Monday 30 January 2012

Read & Written

My reading in the past few months include:

"For Whom the Bell Tolls" and "The Old Man and The Sea" by Ernest Hemingway
We spent a week in Cuba recently so what else was I going to do but read Hemingway and drink Mojitos. Unfortunately the Mojitos at the hotel bars were too sweet - Sprite instead of Soda, an outrage - but the Hemingway's were just perfect. My two eldest boys were also deep into novels and at the end of the week they rehearsed their oral book reports for school with me; in turn I presented to them my report on "The Old Man and The Sea" and they were very moved by the tale. So was I.

In this era of e-books I rediscovered a most effective way of selecting by books for the vacation - I went to the local library. The two Hemingway's had been well read, the pages softened by many turnings, and were all the better for it.

"The Information: A History, A Theory, A Flood" by James Gleick
We live in interesting times. Digital technologies are changing the world and quite possibly changing us humans too, and not necessarily for the better. There aren't that many people questioning these changes, mostly they're seen as the unavoidable result of progress, but we may yet regret where they bring us. Some of the writers who do have something interesting to say include Nicholas Carr at Rough Type and Michael Sacasas at The Frailest Thing both of whom I follow closely. This book by Gleick is an excellent analysis of how and why the digital era came about, explained not via the well worn path of micro-processors and Moore's Law but through a synthesis of the ideas that led to information theory. The central character of the very readable tale is Claude Shannon, and the central idea that of entropy - which is explained and explored quite beautifully.

"Nox" by Anne Carson
This strangely compelling book revolves around the difficulty of translating Poem 101 by Catullus, an attempt to overcome shifting meanings and uncertainties, as Carson tries to reach and understand her eccentric departed brother. It sounds pretentious but it's not - it's moving, challenging, and unlike anything I've read before.  The result of Carson's travail is a new translation of Catullus' ancient elegy for a lost brother and an evocative description of a modern family. It's presented in an unusual format, like a family scrapbook with photos and notes - it wouldn't work as an e-book. It's short but I spent hours with it and loved every minute.
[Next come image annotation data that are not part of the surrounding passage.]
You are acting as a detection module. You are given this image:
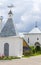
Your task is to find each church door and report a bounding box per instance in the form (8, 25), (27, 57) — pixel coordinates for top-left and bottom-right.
(4, 43), (9, 56)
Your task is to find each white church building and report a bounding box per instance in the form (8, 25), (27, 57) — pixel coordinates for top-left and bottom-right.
(0, 10), (23, 57)
(0, 5), (41, 57)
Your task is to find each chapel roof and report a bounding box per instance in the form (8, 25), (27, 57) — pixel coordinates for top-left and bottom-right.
(0, 11), (16, 37)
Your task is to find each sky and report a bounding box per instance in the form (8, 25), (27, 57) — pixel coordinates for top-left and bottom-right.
(0, 0), (41, 32)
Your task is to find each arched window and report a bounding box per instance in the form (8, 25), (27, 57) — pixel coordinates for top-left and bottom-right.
(28, 37), (29, 43)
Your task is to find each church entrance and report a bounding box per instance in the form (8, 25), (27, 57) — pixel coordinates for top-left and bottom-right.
(4, 43), (9, 56)
(35, 42), (40, 52)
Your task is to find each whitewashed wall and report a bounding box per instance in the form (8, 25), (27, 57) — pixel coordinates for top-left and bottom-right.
(24, 34), (41, 46)
(0, 37), (23, 57)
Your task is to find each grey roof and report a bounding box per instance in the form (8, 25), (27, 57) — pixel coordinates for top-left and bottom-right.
(0, 18), (16, 37)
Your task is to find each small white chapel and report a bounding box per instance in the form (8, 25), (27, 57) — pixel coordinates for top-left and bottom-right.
(0, 6), (23, 57)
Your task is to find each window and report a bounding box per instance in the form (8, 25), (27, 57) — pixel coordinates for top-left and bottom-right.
(28, 38), (29, 43)
(37, 38), (39, 40)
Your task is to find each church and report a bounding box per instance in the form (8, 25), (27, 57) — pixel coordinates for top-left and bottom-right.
(0, 10), (23, 57)
(0, 5), (41, 57)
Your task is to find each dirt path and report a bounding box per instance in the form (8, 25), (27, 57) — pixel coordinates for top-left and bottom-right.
(0, 56), (41, 65)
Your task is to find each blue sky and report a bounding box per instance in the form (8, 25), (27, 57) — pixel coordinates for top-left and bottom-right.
(0, 0), (41, 32)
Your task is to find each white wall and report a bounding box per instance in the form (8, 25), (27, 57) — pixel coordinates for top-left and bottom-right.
(24, 34), (41, 46)
(0, 37), (23, 56)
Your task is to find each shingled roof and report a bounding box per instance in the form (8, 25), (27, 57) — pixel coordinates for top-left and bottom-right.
(0, 11), (16, 37)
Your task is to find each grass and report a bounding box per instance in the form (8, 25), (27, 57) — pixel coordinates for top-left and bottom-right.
(0, 56), (20, 60)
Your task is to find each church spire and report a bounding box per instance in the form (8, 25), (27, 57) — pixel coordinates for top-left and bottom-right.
(8, 5), (14, 18)
(35, 21), (38, 27)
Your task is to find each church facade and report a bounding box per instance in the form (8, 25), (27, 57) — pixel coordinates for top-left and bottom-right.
(0, 10), (23, 57)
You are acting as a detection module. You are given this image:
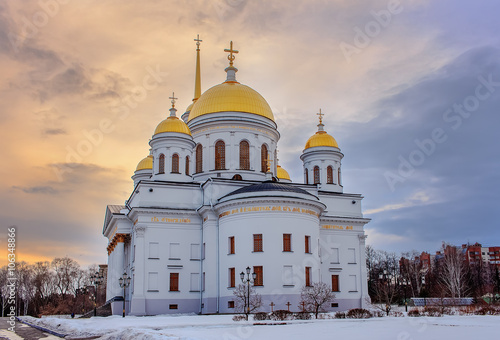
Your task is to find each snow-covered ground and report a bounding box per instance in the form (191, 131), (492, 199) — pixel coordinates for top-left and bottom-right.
(18, 315), (500, 340)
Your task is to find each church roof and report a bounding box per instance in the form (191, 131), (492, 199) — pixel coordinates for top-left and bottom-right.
(224, 181), (316, 197)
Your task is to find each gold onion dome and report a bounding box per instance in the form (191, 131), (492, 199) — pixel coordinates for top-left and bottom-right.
(188, 81), (274, 122)
(188, 41), (274, 122)
(154, 117), (191, 136)
(154, 93), (191, 136)
(135, 155), (153, 171)
(305, 131), (339, 149)
(277, 165), (290, 180)
(304, 109), (339, 149)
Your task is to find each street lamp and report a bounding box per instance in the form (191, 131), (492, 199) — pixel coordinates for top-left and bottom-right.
(378, 269), (392, 315)
(90, 272), (104, 316)
(118, 273), (130, 317)
(401, 277), (410, 312)
(240, 267), (257, 320)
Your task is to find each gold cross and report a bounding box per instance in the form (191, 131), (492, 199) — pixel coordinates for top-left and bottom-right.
(224, 40), (239, 66)
(194, 34), (203, 51)
(168, 92), (179, 107)
(316, 109), (325, 124)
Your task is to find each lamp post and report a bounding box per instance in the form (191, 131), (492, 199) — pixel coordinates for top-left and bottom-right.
(118, 273), (131, 317)
(378, 269), (392, 315)
(240, 267), (257, 321)
(401, 277), (410, 312)
(90, 272), (104, 316)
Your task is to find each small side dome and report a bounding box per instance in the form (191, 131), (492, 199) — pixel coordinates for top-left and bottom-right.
(277, 165), (290, 180)
(304, 131), (339, 149)
(154, 116), (191, 136)
(135, 155), (153, 171)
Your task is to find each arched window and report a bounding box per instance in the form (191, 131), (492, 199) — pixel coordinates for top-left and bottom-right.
(215, 140), (226, 170)
(260, 144), (268, 172)
(240, 140), (250, 170)
(172, 153), (179, 174)
(158, 154), (165, 174)
(326, 165), (333, 184)
(196, 144), (203, 173)
(314, 165), (320, 184)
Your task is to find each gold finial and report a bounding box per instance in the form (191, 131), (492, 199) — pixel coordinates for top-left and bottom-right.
(194, 34), (203, 51)
(316, 109), (325, 124)
(224, 40), (239, 66)
(168, 92), (179, 108)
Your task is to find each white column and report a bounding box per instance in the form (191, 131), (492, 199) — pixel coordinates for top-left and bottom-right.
(130, 225), (146, 315)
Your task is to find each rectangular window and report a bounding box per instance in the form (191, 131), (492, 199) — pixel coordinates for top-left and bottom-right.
(168, 243), (181, 260)
(253, 234), (262, 252)
(304, 235), (311, 254)
(253, 266), (264, 286)
(189, 273), (200, 292)
(332, 275), (340, 292)
(191, 243), (200, 260)
(306, 267), (311, 287)
(349, 275), (358, 292)
(228, 268), (236, 288)
(330, 248), (340, 264)
(170, 273), (179, 292)
(283, 266), (293, 286)
(148, 273), (158, 291)
(347, 248), (356, 263)
(149, 242), (160, 259)
(283, 234), (292, 251)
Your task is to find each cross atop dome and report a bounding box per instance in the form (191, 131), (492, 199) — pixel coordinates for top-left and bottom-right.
(168, 92), (179, 107)
(194, 34), (203, 51)
(168, 92), (179, 117)
(316, 109), (325, 131)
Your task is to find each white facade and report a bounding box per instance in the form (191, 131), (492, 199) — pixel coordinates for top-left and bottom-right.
(103, 43), (369, 315)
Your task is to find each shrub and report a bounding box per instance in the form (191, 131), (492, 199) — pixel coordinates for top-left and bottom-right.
(293, 312), (311, 320)
(423, 306), (443, 316)
(335, 312), (345, 319)
(233, 315), (247, 321)
(346, 308), (373, 319)
(253, 312), (269, 321)
(389, 310), (404, 318)
(269, 309), (293, 321)
(408, 308), (422, 317)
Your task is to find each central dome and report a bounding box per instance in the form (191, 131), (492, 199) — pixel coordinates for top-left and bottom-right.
(189, 81), (274, 122)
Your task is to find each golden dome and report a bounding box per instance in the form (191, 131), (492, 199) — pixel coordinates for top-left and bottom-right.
(277, 165), (290, 180)
(135, 155), (153, 171)
(154, 116), (191, 136)
(304, 131), (339, 149)
(188, 81), (274, 122)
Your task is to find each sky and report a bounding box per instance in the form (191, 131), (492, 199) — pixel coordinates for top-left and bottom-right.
(0, 0), (500, 265)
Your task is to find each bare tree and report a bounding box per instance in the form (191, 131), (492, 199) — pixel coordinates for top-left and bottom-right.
(300, 282), (335, 319)
(233, 284), (262, 320)
(440, 244), (467, 298)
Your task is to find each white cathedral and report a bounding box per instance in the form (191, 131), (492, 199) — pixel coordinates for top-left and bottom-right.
(103, 39), (369, 315)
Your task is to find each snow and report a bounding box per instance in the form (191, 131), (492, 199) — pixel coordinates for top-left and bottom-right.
(18, 315), (500, 340)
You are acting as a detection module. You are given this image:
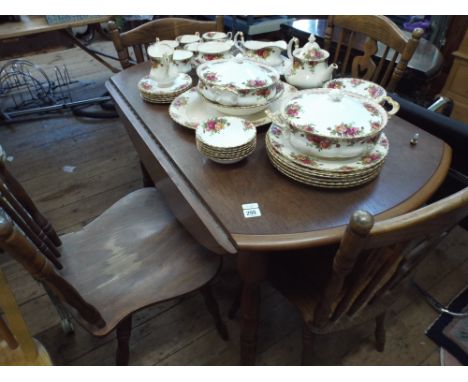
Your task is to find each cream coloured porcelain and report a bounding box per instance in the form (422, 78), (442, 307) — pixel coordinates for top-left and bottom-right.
(172, 49), (193, 73)
(148, 43), (179, 87)
(199, 82), (285, 117)
(195, 40), (234, 65)
(285, 35), (338, 89)
(202, 31), (232, 41)
(169, 83), (297, 129)
(235, 34), (288, 67)
(156, 37), (179, 49)
(197, 58), (279, 106)
(176, 32), (201, 45)
(271, 89), (394, 159)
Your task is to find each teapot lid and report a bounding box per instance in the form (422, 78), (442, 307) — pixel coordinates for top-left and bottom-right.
(294, 33), (328, 61)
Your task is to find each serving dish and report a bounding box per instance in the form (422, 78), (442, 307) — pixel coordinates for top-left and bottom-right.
(169, 83), (297, 129)
(197, 58), (280, 106)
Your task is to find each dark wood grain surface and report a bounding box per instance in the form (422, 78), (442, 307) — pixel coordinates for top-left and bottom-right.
(107, 63), (451, 250)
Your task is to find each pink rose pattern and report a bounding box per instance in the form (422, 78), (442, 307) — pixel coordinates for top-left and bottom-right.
(328, 123), (364, 138)
(202, 118), (229, 134)
(286, 103), (302, 118)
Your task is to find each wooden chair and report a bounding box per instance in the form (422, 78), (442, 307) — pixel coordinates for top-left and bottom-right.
(0, 157), (228, 365)
(270, 187), (468, 364)
(324, 16), (424, 91)
(109, 16), (224, 69)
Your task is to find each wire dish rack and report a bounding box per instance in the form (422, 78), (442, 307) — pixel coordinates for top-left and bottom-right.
(0, 60), (111, 122)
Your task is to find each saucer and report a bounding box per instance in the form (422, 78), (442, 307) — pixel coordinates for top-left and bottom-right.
(138, 73), (192, 97)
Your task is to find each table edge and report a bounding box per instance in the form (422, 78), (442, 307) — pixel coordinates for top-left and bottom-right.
(231, 142), (452, 251)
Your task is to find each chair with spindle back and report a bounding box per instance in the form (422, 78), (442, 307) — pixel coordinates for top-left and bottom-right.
(324, 15), (424, 91)
(270, 187), (468, 364)
(0, 157), (228, 365)
(109, 16), (224, 69)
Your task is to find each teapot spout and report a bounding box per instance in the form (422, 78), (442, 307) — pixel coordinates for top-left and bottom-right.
(325, 63), (338, 81)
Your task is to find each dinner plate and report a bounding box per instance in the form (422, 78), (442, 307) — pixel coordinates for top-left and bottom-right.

"The Great Gatsby" by F. Scott Fitzgerald
I continued my reading of Fitzgerald. No I hadn't read Gatsby before, somehow. Yes it's brilliant, completely.

"Let the Great World Spin" by Colum McCann
I read in a review that this was the first great novel about 9/11. Well I don't think it has much to do with that at all. Of course the fact that the story revolves around the 1973 tightrope walk between the twin towers means that the images of 9/11 are not far from the front of the reader's mind, but I think this is more about New York and how a city can connect strangers in strange ways. Although I admired and enjoyed each of the sub-plots, I felt there was a lack of an overall plot or a raison d'etre for the unity of a novel. It could just as easily have been a book of short stories - and as I write that I think there may be parallels with "Dubliners" in its structure. But it's a fine piece of writing.

"The Sense of an Ending" by Julian Barnes
If you like Barnes, and I do, then you'll like this book. If you find him cold, pretentious, and preoccupied with style then you'll find ample evidence here to support your opinion. It's not his best book by any means - see Flaubert's Parrot or A History of the World in 10 1/2 Chapters for better - but he deserved to win the Booker so it might as well be for this one.